What is this thing now where female pop stars keep asking: “Tell me can you hit it right?” Hit what, exactly? If Mabel’s lyrics feel like they’ve been heavily workshopped to ride the line between teen-pleasing filth and daytime radio play, they are no worse off for it. The PVC cladding may be more Ann Summers than Berghain, the production best described as “Spotify”, but with a quiet-loud dynamic tighter than a duck’s designer vagina, it’s a hit.

Pharrell Williams
Letter to My Godfather

It’s strange to think that Pharrell was the mind responsible for both Drop It Like It’s Hot and Happy, like if Jonas Salk had also patented pneumatic baby-maiming shears. An acoustic guitar ballad that relies heavily on AutoTune for any kind of differentiation, his titular letter is neither genius nor war crime. I could see it being a huge hit.
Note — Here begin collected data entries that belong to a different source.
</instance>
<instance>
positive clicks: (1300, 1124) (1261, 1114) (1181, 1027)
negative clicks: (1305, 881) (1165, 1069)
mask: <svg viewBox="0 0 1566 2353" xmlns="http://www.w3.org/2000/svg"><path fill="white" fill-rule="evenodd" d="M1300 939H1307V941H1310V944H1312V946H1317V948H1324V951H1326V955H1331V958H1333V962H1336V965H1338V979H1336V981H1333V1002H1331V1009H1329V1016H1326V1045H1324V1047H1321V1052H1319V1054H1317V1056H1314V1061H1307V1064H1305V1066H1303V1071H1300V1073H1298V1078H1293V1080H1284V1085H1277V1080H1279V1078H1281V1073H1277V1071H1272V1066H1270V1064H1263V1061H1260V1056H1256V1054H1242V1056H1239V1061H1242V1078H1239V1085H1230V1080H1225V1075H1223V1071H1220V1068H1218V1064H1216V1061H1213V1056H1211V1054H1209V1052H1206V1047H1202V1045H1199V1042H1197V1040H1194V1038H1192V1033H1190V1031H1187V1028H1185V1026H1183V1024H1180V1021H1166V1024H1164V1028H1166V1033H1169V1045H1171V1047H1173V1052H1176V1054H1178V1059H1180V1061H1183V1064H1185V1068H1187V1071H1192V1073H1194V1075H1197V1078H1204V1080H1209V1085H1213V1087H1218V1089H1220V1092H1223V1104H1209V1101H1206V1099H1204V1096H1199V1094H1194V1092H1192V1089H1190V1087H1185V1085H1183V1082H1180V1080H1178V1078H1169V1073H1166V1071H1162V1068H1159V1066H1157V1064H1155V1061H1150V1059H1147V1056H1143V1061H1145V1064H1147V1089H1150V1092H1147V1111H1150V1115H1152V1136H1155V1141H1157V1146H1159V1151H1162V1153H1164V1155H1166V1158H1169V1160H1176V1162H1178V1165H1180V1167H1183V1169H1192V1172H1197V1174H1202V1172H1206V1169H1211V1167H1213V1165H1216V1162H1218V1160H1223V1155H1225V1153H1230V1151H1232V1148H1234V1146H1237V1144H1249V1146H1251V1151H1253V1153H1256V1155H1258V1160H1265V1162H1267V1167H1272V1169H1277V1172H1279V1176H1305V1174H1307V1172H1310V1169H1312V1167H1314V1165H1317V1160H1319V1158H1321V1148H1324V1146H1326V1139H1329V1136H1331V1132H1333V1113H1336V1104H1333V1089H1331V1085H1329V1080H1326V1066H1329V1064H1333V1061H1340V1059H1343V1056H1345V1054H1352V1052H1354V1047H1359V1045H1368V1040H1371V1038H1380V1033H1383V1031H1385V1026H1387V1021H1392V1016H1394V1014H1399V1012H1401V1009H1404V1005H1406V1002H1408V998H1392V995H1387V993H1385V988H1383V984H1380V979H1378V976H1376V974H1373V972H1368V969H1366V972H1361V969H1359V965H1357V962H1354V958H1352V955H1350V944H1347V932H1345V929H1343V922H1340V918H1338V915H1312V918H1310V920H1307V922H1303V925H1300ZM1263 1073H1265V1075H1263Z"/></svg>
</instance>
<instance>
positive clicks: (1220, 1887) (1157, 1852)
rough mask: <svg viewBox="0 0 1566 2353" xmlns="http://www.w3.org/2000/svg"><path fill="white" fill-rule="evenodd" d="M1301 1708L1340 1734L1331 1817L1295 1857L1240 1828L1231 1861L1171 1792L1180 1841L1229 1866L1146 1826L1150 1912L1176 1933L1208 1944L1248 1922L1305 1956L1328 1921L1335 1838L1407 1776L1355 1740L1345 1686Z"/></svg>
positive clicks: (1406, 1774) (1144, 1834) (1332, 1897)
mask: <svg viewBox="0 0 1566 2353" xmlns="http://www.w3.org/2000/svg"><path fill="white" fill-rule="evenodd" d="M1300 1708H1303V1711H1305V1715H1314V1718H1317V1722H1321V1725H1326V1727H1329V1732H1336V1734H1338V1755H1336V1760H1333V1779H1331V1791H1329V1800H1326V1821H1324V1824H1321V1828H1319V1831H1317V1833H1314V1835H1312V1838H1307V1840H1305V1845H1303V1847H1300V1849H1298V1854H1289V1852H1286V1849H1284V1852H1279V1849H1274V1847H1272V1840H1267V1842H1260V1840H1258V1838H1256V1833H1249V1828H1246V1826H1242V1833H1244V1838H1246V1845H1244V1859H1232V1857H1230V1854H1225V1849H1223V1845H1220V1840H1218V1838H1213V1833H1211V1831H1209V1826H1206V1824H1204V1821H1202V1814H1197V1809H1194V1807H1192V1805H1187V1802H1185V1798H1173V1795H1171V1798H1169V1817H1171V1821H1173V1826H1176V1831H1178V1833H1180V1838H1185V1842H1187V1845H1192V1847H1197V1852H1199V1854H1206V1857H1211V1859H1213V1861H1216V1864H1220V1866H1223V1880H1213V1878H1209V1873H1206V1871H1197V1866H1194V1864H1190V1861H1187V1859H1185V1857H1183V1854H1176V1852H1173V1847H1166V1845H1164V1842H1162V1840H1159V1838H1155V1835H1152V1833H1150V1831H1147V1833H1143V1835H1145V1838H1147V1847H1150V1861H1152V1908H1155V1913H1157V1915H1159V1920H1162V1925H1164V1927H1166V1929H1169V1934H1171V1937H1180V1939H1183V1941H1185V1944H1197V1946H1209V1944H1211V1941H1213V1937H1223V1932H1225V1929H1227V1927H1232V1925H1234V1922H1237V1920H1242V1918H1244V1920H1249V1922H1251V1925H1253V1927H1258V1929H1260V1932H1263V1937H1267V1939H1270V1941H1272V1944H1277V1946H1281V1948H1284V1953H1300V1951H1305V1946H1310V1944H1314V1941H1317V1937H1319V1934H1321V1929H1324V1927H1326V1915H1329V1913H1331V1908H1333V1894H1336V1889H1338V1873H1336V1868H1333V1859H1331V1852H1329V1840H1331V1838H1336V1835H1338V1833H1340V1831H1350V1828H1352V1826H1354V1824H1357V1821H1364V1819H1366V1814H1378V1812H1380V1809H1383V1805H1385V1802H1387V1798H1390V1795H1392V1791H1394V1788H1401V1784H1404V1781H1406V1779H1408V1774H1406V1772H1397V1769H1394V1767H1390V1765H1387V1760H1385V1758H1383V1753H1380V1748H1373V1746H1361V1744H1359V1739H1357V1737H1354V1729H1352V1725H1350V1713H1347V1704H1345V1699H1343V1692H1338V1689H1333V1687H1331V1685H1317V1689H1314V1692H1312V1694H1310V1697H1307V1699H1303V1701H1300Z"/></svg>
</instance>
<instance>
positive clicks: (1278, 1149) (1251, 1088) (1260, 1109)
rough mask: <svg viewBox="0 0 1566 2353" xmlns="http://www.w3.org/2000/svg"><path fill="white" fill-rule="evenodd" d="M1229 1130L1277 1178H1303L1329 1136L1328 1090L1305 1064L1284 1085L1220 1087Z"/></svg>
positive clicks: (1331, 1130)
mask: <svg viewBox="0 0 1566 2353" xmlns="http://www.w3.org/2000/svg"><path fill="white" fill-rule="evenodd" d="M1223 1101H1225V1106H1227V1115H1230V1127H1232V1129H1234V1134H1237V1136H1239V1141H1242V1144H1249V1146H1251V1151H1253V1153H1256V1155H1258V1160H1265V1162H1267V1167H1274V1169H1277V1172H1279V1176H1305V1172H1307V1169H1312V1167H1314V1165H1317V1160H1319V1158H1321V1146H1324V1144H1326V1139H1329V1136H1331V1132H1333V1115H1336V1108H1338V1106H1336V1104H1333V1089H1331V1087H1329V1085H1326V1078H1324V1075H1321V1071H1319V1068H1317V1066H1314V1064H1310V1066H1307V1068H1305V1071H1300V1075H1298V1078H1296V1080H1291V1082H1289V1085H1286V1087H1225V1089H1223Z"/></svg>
I could see it disappearing tomorrow. You just never know, with the state of the general public these days.

Bat for Lashes
Kids in the Dark

In chillwave no one ever dies, they just become a more washed-out, Kodachromed, tie-dyed facsimile of themselves. Natasha Khan, who – if memory serves – used to write rich, diaphanous pop songs of the kind engineered to appeal to the Mercury prize judges, seems more of a Xerox of a Xerox. What was once witchy enchantment now resembles M83 playing in the next room. A shoo-in for Drive 2.

Taylor Swift
You Need to Calm Down

This is being touted as her LGBTQIA+ anthem, but I still can’t shake the sense Taylor is secretly working for the Republicans. Put simply, seldom has homosexuality sounded quite so orthodox and tedious. “Sunshine on the street at the parade / But you would rather be in the Dark Ages … / Cos shade never made anybody less gay”. This isn’t a gay anthem, it’s an anthem for people who pick up and put down the term “ally” like a Michael Kors bag.